1.2 Encoder-Decoder Structure

The Transformer maps directly to an encode-then-decode pattern. The Encoder (N=6 identical layers) reads the full input and builds a rich contextual representation via multi-head self-attention followed by a position-wise feed-forward network. The Decoder (also N=6 layers) generates output autoregressively, adding masked self-attention (preventing future peeking) and a cross-attention sub-layer that reads from the encoder’s output. Residual connections — output = LayerNorm(x + sublayer(x)) — wrap every sub-layer, providing a clean gradient highway through deep stacks.

Figure 1. Encoder-Decoder Architecture.

Key elements of the encoder-decoder architecture:

Encoder — builds contextual representations of the full source sequence, producing K and V matrices.
Cross-attention — injects encoder K and V into every decoder layer, enabling full-input attention at each depth.
Decoder — generates output autoregressively, consuming its own previous tokens one at a time.
Masked self-attention — applies −∞ to future positions (j > i), enforcing left-to-right causal generation.

1.3 Scaled Dot-Product Attention

The core operation:

Q = x @ W_Q    # "what am I looking for?"   [seq × d_k]
K = x @ W_K    # "what do I offer?"          [seq × d_k]
V = x @ W_V    # "what do I carry?"          [seq × d_v]

scores  = Q @ K.T / sqrt(d_k)   # pairwise relevance  [seq × seq]
weights = softmax(scores)         # normalize to probabilities
output  = weights @ V             # weighted blend of values

Formally: Attention(Q, K, V) = softmax(QKᵀ / √d_k) · V

Dividing by √d_k prevents dot products from growing large in high dimensions, which would push softmax into saturation and produce near-zero gradients.
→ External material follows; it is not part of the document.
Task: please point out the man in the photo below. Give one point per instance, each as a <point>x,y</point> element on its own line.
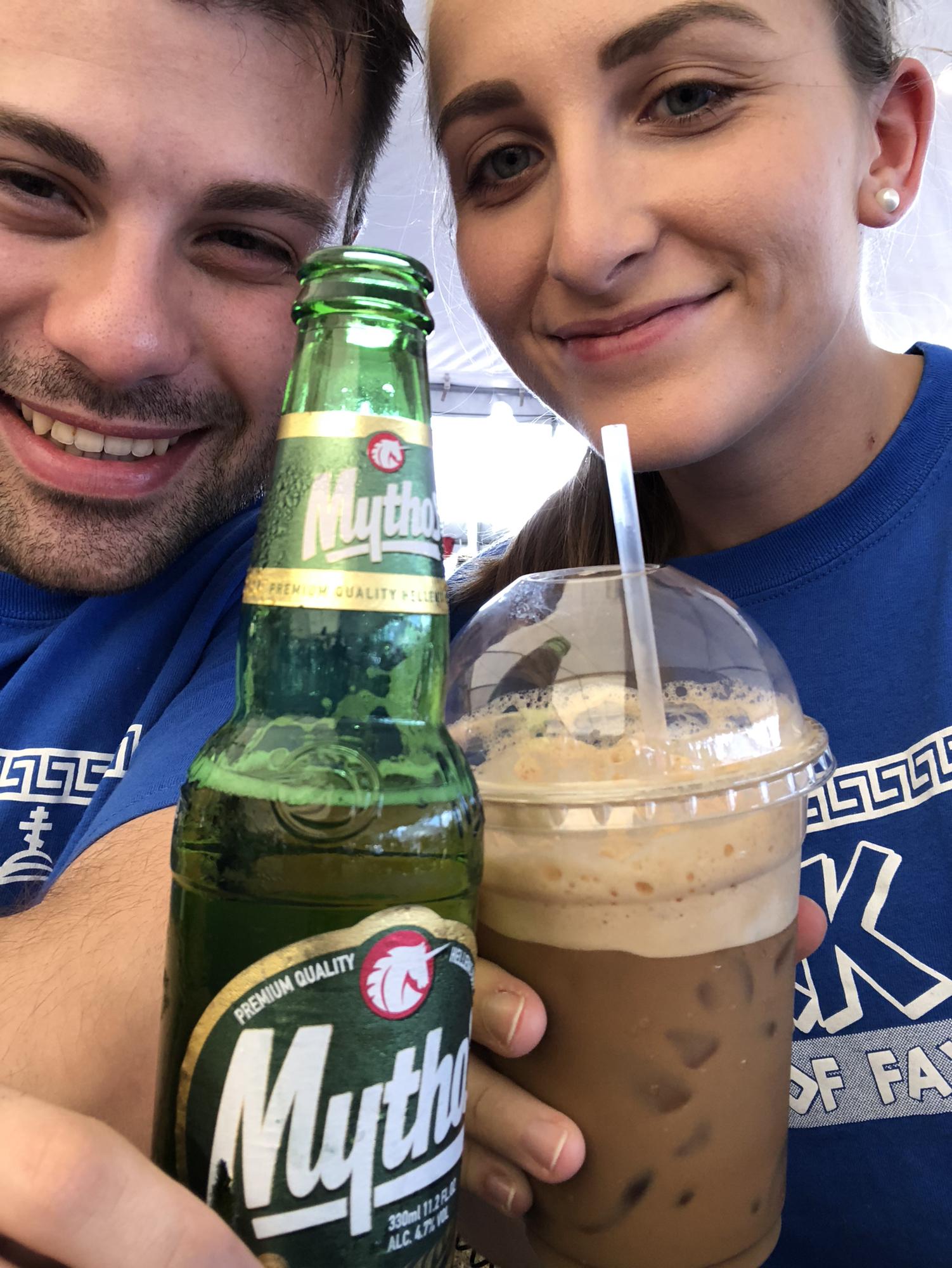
<point>165,165</point>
The scores matrix is the attention pattern — a [seq × seq] distribution where each row describes how much one token attends to every other.
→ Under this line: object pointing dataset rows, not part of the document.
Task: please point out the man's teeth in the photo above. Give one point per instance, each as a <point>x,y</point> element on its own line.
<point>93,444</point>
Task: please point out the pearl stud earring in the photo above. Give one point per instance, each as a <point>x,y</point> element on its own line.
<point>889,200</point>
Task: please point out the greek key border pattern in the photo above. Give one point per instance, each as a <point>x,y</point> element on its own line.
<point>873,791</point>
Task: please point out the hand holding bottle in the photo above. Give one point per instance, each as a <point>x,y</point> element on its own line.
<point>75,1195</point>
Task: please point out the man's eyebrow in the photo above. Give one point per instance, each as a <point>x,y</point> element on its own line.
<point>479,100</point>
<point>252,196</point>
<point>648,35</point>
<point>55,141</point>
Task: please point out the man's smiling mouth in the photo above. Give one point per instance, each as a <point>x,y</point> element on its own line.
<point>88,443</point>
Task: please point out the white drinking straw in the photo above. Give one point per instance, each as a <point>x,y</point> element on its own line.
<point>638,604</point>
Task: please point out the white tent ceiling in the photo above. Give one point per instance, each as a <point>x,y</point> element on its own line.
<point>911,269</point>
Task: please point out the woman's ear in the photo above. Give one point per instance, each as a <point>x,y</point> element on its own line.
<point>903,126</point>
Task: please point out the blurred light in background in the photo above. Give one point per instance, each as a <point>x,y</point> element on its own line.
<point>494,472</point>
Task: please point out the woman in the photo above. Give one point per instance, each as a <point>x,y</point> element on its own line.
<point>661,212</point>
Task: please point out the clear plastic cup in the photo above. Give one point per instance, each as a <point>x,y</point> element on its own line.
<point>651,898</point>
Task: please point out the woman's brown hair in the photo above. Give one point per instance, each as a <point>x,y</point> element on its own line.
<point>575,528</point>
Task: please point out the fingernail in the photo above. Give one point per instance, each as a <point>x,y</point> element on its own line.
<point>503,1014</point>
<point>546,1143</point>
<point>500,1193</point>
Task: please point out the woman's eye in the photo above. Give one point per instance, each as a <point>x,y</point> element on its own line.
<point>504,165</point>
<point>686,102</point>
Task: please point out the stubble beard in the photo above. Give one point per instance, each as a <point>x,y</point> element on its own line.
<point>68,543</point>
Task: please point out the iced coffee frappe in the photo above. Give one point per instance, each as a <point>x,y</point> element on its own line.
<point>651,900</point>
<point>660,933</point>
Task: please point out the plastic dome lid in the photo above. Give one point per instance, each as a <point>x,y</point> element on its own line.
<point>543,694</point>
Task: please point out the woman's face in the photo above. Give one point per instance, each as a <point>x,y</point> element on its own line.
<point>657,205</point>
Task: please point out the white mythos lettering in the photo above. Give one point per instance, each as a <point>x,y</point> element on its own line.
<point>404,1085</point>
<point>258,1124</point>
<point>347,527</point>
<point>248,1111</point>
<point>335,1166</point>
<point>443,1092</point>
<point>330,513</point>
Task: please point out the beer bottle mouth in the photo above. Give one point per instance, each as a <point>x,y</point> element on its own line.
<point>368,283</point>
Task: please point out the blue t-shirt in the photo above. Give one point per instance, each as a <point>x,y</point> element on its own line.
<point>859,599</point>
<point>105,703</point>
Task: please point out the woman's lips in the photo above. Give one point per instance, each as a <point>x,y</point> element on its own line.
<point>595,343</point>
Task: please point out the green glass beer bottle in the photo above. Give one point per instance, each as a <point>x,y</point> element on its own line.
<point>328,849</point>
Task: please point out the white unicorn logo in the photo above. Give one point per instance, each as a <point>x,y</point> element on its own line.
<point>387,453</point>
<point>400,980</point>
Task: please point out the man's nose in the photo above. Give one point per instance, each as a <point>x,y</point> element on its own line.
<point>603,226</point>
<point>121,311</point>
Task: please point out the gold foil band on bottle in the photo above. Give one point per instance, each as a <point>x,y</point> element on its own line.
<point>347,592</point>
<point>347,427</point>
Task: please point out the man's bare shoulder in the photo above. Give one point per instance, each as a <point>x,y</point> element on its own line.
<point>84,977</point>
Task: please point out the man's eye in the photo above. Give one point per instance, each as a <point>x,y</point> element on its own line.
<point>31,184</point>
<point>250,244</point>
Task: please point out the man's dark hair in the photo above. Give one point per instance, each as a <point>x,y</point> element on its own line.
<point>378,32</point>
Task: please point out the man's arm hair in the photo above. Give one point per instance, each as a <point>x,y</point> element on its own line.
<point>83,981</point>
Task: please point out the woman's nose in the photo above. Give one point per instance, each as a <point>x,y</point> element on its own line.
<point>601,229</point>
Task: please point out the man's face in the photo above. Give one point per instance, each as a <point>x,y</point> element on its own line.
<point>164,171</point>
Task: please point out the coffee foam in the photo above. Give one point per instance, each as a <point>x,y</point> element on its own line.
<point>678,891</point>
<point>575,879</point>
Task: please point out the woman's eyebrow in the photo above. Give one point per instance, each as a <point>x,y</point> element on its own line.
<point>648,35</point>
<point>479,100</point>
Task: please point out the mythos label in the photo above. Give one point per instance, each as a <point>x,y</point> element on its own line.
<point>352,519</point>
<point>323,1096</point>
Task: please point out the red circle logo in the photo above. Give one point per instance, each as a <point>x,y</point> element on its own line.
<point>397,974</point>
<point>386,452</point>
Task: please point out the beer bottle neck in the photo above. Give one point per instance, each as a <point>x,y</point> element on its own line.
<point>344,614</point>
Figure 2. Scaled Dot-Product Attention.

Steps in the computation:

Score — dot-product of Q and K, scaled by 1/√d_k to stabilise gradients in high dimensions.
Mask (decoder only) — sets future-position scores to −∞ before normalisation.
Softmax — normalises scores into attention weights summing to 1.0 per query position.
Output — weighted sum of V vectors; high-attention tokens contribute proportionally more.

1.4 Multi-Head Attention

A single head produces one weighted average per position. Multi-head attention runs H=8 independent heads in lower-dimensional subspaces (d_k = d_model/H = 64), concatenates their outputs, and projects back:

heads  = [Attention(x @ W_Q_i, x @ W_K_i, x @ W_V_i) for i in range(8)]
output = Concat(heads) @ W_O     # [seq × d_model]

Each head learns a different relationship type. Total compute ≈ one full-dimension head, but the model gains 8 independent perspectives per token.
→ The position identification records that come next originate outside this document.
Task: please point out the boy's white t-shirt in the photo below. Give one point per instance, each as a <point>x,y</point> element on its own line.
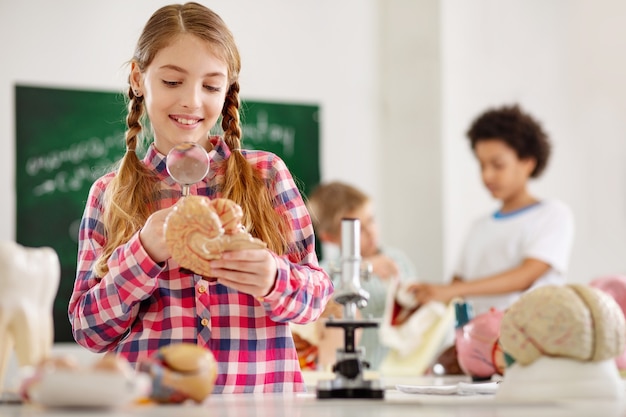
<point>497,243</point>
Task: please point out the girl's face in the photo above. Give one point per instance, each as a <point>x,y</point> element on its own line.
<point>184,89</point>
<point>503,172</point>
<point>369,229</point>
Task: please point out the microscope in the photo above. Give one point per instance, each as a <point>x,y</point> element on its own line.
<point>349,366</point>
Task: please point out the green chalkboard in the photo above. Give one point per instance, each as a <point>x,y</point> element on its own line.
<point>67,138</point>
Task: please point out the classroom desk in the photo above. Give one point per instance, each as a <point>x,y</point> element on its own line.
<point>395,404</point>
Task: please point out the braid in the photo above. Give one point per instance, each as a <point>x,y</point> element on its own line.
<point>128,200</point>
<point>230,117</point>
<point>244,185</point>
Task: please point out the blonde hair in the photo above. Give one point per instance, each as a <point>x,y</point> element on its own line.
<point>132,195</point>
<point>328,203</point>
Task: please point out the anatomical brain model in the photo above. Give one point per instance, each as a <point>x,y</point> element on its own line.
<point>199,229</point>
<point>564,340</point>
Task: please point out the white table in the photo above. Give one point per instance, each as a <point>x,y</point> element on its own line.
<point>395,404</point>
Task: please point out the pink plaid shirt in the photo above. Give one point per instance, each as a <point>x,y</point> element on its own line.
<point>139,305</point>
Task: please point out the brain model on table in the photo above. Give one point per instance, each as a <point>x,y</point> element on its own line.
<point>199,229</point>
<point>615,286</point>
<point>564,340</point>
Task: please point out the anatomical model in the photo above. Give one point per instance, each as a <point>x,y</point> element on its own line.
<point>200,229</point>
<point>564,341</point>
<point>29,280</point>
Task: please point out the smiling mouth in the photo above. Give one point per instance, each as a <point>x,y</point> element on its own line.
<point>186,121</point>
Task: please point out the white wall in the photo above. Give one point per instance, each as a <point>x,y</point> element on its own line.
<point>398,81</point>
<point>564,61</point>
Figure 3. Multi-Head Attention.

How multi-head attention works:

Parallel projection — each of H=8 heads projects to d_k=64 with its own W_Q, W_K, W_V matrices.
Specialisation — each head learns a distinct relational pattern (syntactic, semantic, positional, etc.).
Concatenation — outputs are concatenated to [seq × 512] and projected back to d_model by W_O.
Efficiency — total compute matches one full-dimension head, with 8× representational diversity.

1.5 Feed-Forward Networks

After attention mixes information across positions, each position is processed independently by a two-layer MLP:

FFN(x) = ReLU(x @ W1 + b1) @ W2 + b2
# W1: [512 → 2048],  W2: [2048 → 512]

The 4× inner expansion gives representational capacity to transform features. FFN weights account for roughly two thirds of all model parameters and act as key-value memory stores for factual associations.

1.6 Positional Encoding

Attention is a set operation with no inherent notion of order. Fixed sinusoidal encodings are added to embeddings:

PE(pos, 2i)   = sin(pos / 10000^(2i/512))
PE(pos, 2i+1) = cos(pos / 10000^(2i/512))

Low-index dimensions oscillate rapidly (encoding local position); high-index dimensions oscillate slowly (encoding global position). Because PE(pos+k) is a linear function of PE(pos), the model can easily learn to attend by relative offset.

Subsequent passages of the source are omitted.